Hurd v. Woodward Co.

190 F. 28, 1911 U.S. App. LEXIS 5330
CourtU.S. Circuit Court for the District of Northern New York
DecidedSeptember 11, 1911
StatusPublished
Cited by1 cases

This text of 190 F. 28 (Hurd v. Woodward Co.) is published on Counsel Stack Legal Research, covering U.S. Circuit Court for the District of Northern New York primary law. Counsel Stack provides free access to over 12 million legal documents including statutes, case law, regulations, and constitutions.

Bluebook
Hurd v. Woodward Co., 190 F. 28, 1911 U.S. App. LEXIS 5330 (circtndny 1911).

Opinion

RAY, District Judge.

The complainants, licensees and owners of the Grant patent, No.- 554,675, dated February 18, 1896, for rubber-tired wheel, sue the defendant, the Woodward Company, of the city of Albany, N. Y., for infringement of such patent, and pray a preliminary injunction, as it is conceded by the defendant for the purposes of this motion (quoting from defendant’s brief) “that the alleged infringing construction complained of — i. e., that upon which the complainants have based their motion — falls within the scope of the claims of the patent in suit.”

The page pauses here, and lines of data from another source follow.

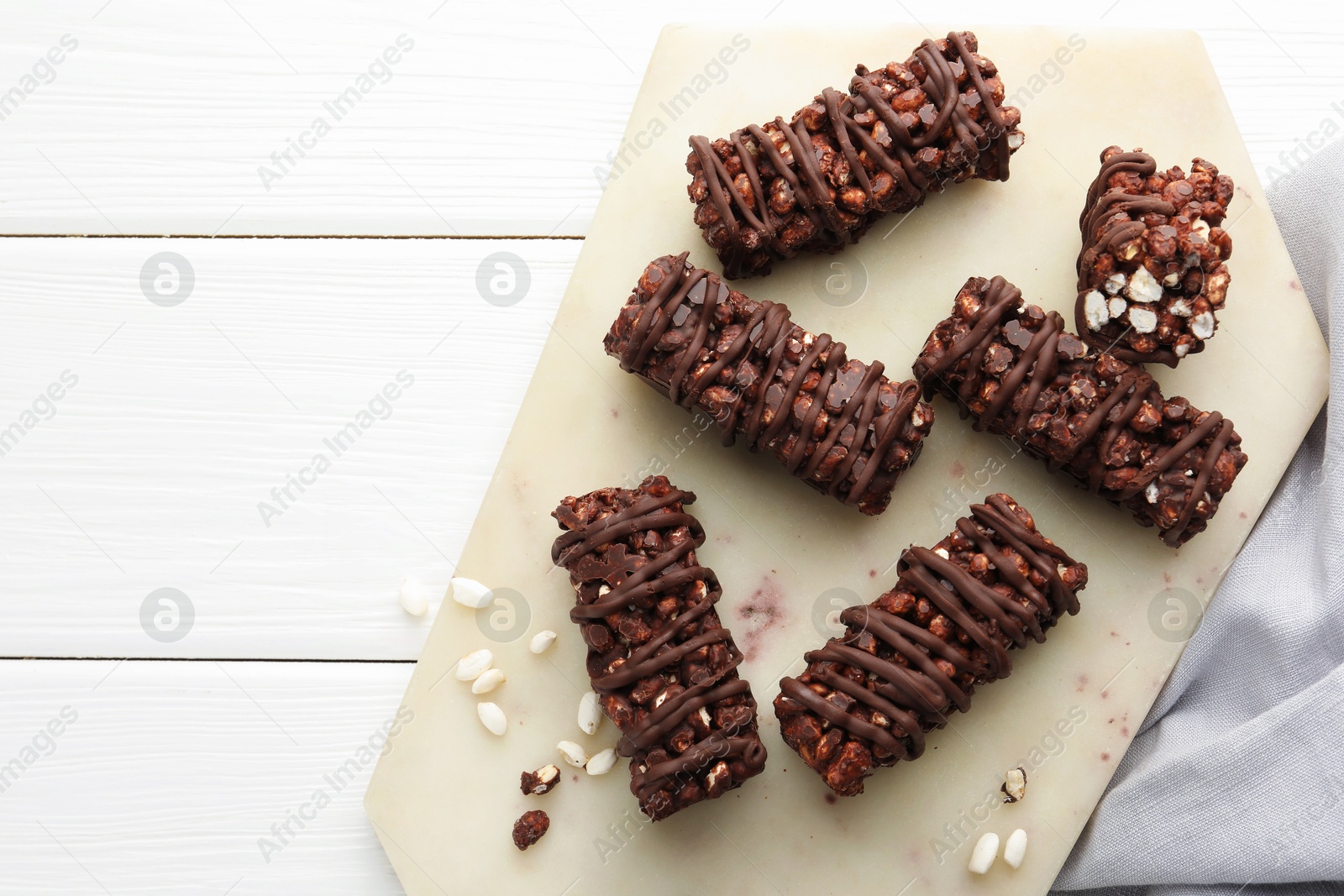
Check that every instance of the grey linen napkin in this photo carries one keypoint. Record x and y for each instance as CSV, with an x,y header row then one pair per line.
x,y
1236,781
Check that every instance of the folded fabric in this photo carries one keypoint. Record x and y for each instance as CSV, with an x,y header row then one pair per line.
x,y
1234,785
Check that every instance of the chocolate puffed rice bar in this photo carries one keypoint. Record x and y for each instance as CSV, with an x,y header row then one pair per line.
x,y
664,668
822,179
1100,419
1152,275
918,652
837,423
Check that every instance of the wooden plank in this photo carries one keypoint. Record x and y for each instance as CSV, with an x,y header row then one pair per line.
x,y
167,777
175,425
492,123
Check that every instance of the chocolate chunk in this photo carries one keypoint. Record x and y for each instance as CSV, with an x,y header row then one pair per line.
x,y
530,828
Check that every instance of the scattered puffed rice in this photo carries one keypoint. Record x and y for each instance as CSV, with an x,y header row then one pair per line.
x,y
1016,848
573,752
492,718
601,762
1202,325
414,597
488,680
591,714
470,667
983,856
470,593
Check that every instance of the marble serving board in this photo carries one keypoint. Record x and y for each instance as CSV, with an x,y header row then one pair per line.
x,y
445,795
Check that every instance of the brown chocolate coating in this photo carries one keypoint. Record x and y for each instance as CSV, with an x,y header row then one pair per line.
x,y
916,653
820,181
837,423
664,668
1097,418
1152,271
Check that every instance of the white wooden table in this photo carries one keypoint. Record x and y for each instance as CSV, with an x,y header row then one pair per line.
x,y
160,426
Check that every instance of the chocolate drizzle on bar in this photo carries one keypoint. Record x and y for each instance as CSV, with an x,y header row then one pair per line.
x,y
837,423
774,190
662,664
905,661
1100,419
1152,271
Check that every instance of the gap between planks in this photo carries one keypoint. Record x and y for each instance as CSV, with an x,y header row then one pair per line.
x,y
465,237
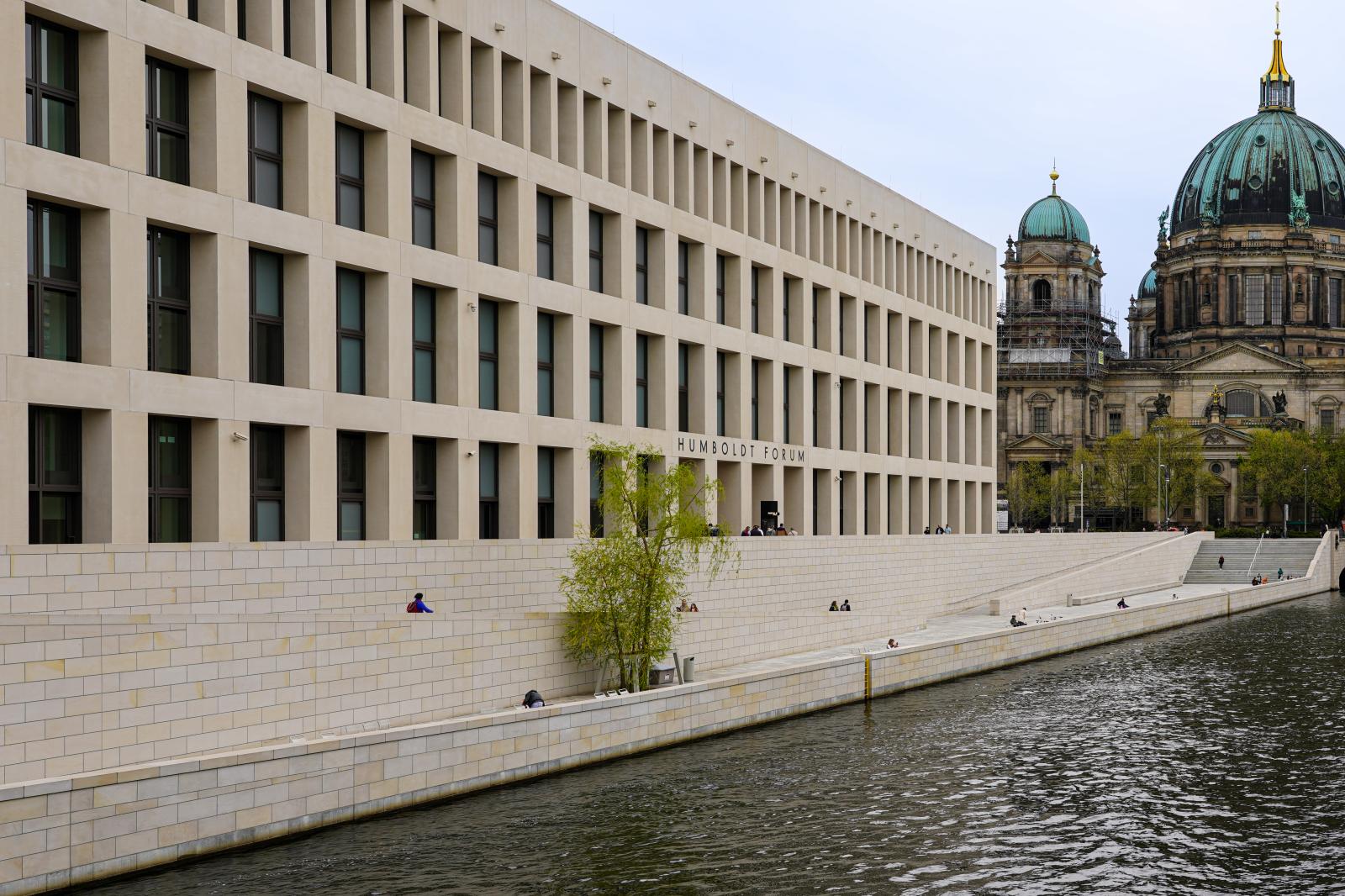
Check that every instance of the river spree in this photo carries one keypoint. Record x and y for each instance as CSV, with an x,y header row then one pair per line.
x,y
1203,761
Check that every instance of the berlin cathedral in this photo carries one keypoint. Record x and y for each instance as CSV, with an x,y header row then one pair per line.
x,y
1235,326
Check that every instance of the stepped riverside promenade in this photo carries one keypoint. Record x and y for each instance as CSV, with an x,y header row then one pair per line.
x,y
167,701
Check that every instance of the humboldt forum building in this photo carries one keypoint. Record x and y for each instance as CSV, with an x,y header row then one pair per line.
x,y
382,269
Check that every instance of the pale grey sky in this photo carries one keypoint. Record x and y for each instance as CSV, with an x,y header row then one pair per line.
x,y
975,98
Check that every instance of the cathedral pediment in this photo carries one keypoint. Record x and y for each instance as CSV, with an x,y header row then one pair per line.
x,y
1241,356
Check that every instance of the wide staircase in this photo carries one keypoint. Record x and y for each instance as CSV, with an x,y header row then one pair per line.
x,y
1290,555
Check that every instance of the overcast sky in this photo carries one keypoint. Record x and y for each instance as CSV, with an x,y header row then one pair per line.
x,y
975,98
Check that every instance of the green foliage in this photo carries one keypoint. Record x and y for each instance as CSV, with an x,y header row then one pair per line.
x,y
623,587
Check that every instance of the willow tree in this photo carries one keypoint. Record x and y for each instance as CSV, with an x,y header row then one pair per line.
x,y
625,582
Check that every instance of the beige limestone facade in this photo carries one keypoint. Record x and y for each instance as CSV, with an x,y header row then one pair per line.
x,y
400,262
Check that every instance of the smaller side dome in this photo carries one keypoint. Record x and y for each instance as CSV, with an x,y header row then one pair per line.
x,y
1053,219
1149,286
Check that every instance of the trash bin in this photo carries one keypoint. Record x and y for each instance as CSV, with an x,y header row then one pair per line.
x,y
662,674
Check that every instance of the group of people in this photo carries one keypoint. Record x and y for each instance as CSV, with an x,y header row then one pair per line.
x,y
778,530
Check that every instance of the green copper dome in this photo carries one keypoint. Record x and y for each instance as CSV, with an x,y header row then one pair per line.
x,y
1251,174
1053,219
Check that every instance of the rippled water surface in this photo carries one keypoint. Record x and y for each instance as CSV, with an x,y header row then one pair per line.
x,y
1203,761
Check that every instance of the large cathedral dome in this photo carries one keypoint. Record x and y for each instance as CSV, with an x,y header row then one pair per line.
x,y
1253,172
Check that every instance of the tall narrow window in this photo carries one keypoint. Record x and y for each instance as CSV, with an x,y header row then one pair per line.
x,y
595,373
683,387
488,219
168,309
642,266
683,282
757,387
642,380
54,475
53,282
423,343
424,488
350,177
423,198
545,365
264,151
596,463
757,295
170,479
490,492
166,121
488,356
720,365
545,237
51,69
268,483
596,250
266,288
350,486
350,331
720,282
545,493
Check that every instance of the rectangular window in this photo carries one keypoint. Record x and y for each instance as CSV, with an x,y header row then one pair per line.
x,y
642,380
1255,299
596,250
54,475
757,385
642,266
545,365
757,295
720,282
683,282
168,276
166,121
350,331
488,219
720,370
51,69
170,479
266,309
1042,420
490,492
423,198
424,488
545,493
595,373
53,282
268,483
423,343
350,486
596,494
488,356
545,237
350,177
264,151
683,387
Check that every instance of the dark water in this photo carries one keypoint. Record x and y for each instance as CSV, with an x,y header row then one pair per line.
x,y
1203,761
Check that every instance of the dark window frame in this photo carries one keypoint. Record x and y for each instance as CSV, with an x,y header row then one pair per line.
x,y
37,91
40,284
158,124
156,488
158,239
257,154
259,320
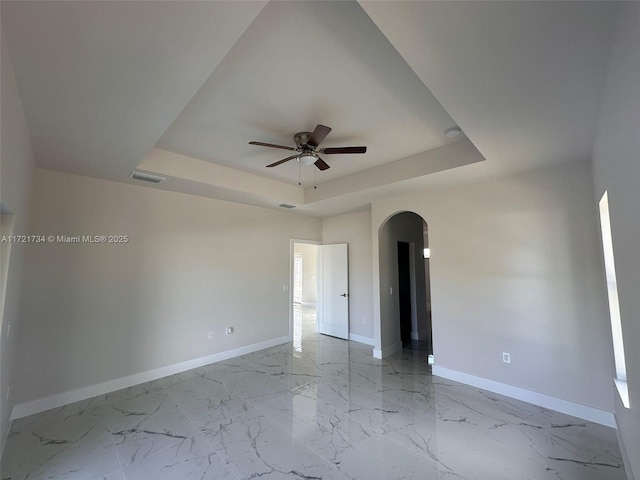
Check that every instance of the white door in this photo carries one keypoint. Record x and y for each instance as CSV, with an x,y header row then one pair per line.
x,y
333,298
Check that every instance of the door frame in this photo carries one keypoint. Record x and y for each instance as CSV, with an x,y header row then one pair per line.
x,y
292,243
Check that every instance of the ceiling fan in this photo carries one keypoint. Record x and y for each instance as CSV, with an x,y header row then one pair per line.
x,y
307,148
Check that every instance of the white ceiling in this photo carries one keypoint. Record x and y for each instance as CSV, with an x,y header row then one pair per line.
x,y
179,88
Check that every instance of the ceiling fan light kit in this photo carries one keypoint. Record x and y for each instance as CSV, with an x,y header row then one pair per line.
x,y
307,147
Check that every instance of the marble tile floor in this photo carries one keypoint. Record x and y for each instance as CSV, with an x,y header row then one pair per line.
x,y
327,411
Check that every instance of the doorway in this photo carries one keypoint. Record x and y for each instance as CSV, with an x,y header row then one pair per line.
x,y
304,290
404,293
405,296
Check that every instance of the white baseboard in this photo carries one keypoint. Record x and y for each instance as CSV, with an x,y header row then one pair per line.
x,y
547,401
362,339
388,350
54,401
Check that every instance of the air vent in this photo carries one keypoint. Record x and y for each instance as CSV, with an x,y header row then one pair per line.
x,y
145,177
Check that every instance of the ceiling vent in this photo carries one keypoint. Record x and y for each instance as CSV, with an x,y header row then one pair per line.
x,y
145,177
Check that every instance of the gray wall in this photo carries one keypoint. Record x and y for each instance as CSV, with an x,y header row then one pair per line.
x,y
616,167
16,169
355,229
515,267
98,312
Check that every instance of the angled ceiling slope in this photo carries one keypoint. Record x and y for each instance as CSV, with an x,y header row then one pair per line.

Assuming the patent to be valid, and its validity has recently been adjudicated and declared by the Supreme Court of the United States in a case wherein the owners of the patent were complainants and the Diamond Rubber Company was defendant, the complainants are therefore entitled to a preliminary injunction, unless the following facts, which are not denied, protect this defendant, the Woodward Company, in using, dealing in, and selling such articles: The patent is for a combination of wheel, metal rim thereon, and rubber tire carried by such rim. The Kokomo Rubber Company, of Kokomo, state of Indiana, makes and sells, and for years has made and sold, the rubber tires within and covered by the claims of the patent, and which are a plain infringement thereof, if the patent is valid as to such company. It makes and sells such rubber tires for use in and on rubber-tired wheels, although it does not make or sell the rims or mount the tires on wheels. The Kokomo Company is therefore, or, but for facts to be stated, would be, what is known as a “contributory infringer.”

Some years ago the owner of the patent sued the said Kokomo Company for infringement of the Grant patent in making and selling such tires for the purpose mentioned in the Circuit Court of the United States for the District of Indiana. The Kokomo Company defended the suit, and, it is argued, set up and alleged, in defense, the invalidity of the patent, want of novelty, etc., amounting to patentable invention, and that the said Circuit Court’ on a full and a fair hearing made and entered a decree in that suit adjudging the patent invalid. That this was so is not satisfactorily shown, as will appear later. The suit was dismissed for want of equity, but whether for noninfringement or invalidity of the patent does not appear from the part of the record presented. An appeal was taken, but same was not prosecuted, and later was dismissed, so that such decree has stood and stands, as between the parties thereto, in full force and effect, not opened, vacated, or appealed from. Since that time the Kokomo Company has continued to make and sell such tires in different parts of the United States, and its vendees thereof have sold and used same.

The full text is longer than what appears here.